O Republicanos também saiu fortalecido. O partido manteve Antônio Vaz e recebeu novos integrantes durante a janela, passando a contar com Renato Câmara, Roberto Hashioka e Pedro Pedrossian Neto. Com isso, a legenda passou a somar quatro deputados estaduais.

Outra mudança importante envolveu a troca entre União Brasil e Republicanos. Professor Rinaldo Modesto, que era do Podemos, se filiou ao União, enquanto Roberto Hashioka, que integrava o União Brasil, migrou para o Republicanos.

Com o fechamento da janela, a nova composição da Alems ficou assim: sete deputados no PL; quatro no PSDB; quatro no Republicanos; três no PT; dois no PP; e bancadas individuais de União, MDB, Avante e Novo, cada uma com um representante.

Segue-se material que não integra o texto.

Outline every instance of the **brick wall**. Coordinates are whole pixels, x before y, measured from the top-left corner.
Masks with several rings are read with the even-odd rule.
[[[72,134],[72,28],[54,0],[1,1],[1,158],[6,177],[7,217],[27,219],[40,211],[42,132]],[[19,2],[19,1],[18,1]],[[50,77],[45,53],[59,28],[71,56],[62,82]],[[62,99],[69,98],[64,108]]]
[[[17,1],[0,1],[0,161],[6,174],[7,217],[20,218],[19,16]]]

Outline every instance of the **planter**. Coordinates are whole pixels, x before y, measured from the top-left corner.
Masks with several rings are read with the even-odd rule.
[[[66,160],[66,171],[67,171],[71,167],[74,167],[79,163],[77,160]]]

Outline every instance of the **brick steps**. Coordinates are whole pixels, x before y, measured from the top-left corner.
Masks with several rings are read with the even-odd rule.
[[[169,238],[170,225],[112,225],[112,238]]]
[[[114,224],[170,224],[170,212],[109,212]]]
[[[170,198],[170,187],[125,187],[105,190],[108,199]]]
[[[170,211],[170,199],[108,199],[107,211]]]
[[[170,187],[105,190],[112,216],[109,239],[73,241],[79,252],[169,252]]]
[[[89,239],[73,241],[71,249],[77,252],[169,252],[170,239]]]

O saldo final do período mostra uma Assembleia mais concentrada em grandes blocos partidários e com menor pulverização de siglas. A extinção de PSD, PSB e Podemos no quadro da Casa reforça o impacto político da janela partidária em Mato Grosso do Sul e antecipa uma disputa mais reorganizada para o próximo ciclo eleitoral.